Artigo de Lygia de Sousa Viégas (*) publicado na Folha de Sâo Paulo em 23/02/2010
Os dados recentes da Educação brasileira atualizam uma discussão que povoa o mundo Escolar: a reprovação no primeiro ano do ensino fundamental. O número agora apresentado, se analisado apenas sob o ponto de vista estatístico, parece pouco: a cada cem crianças, quatro são reprovadas. No entanto, devemos lembrar que os números escondem muitas vidas, pedindo reflexão.
Os caminhos são vários. Sem pretender esgotar o assunto, sinalizo dois extremos. De um lado, o mais óbvio, e que revela um traço da cultura Escolar em nossa sociedade: a suposição de que "é normal que alguns alunos fiquem para trás", cuja consequência no dia a dia é reforçar preconceitos em torno de alunos, que são, por vezes de maneira precoce, tratados como "aqueles que não têm condição de aprender".
Com isso, a reprovação é vista como responsabilidade apenas desses alunos, que "não têm competência intelectual".
Tratados como incapazes, eles aprendem na Escola que lá não é lugar para eles. No futuro, muitos dirão "abandonei a Escola", sem se dar conta de que foi a Escola que os abandonou.
A estrutura (que acompanha a história da Educação brasileira há décadas quase de forma intocada) foi um dos motes para a implantação do ensino fundamental de nove anos, que veio acompanhada da promessa de alfabetizar todas as crianças antes dos sete anos, direito que faltava aos mais pobres e que, se supunha, os fazia reprovar logo ao entrar na Escola.
No outro extremo, um "novo" aspecto deve compor a leitura desse índice, apontado por alguns como pequeno: diversos Estados e municípios implantaram políticas que proíbem a reprovação, produzindo como efeito que um número significativo de crianças passa de ano sem de fato aprender.

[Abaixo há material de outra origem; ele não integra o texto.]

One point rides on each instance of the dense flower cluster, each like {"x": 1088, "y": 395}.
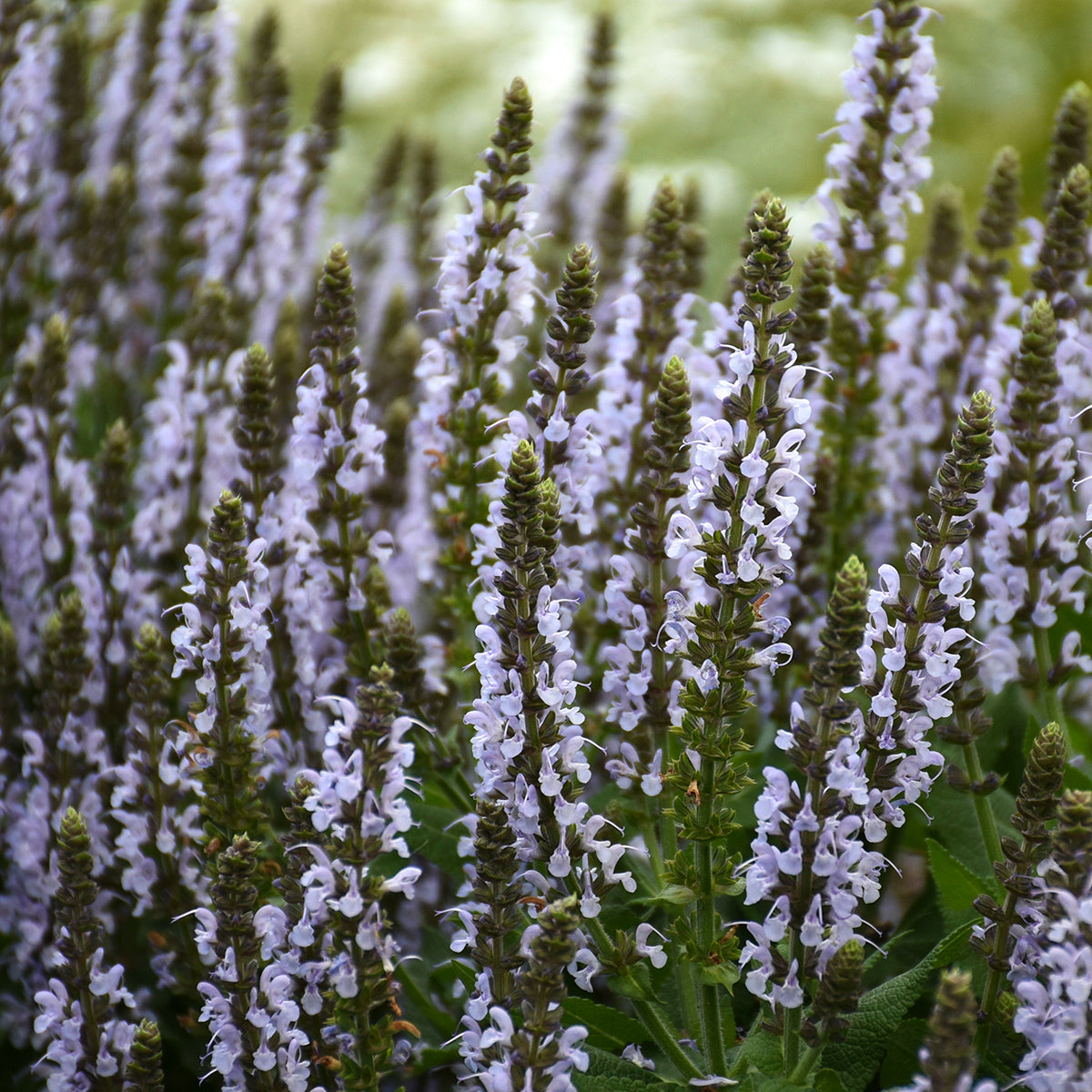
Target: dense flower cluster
{"x": 383, "y": 691}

Basta olhar com atenção para notar que menos da metade dos municípios brasileiros registrou reprovações no primeiro ano. Assim, os alunos concluem o ensino fundamental e melhoram a estatística brasileira.
Pelos números, parece um bom resultado, mas o fato é que, mesmo dentro das Escolas, eles permanecem excluídos e abandonados ao próprio azar.
Esses dois extremos da situação apontam para um aspecto comum: o descompromisso político com a melhoria da Escola, sobretudo quando voltada para a população mais pobre. Saibamos: em termos de Educação, os números não revelam a realidade! O fato é que ainda temos muito que avançar.
(*) LYGIA VIÉGAS é mestre e doutora em psicologia Escolar pelo Instituto de Psicologia da USP. Atualmente, coordena o curso de Psicologia da Faculdade São Bento da Bahia.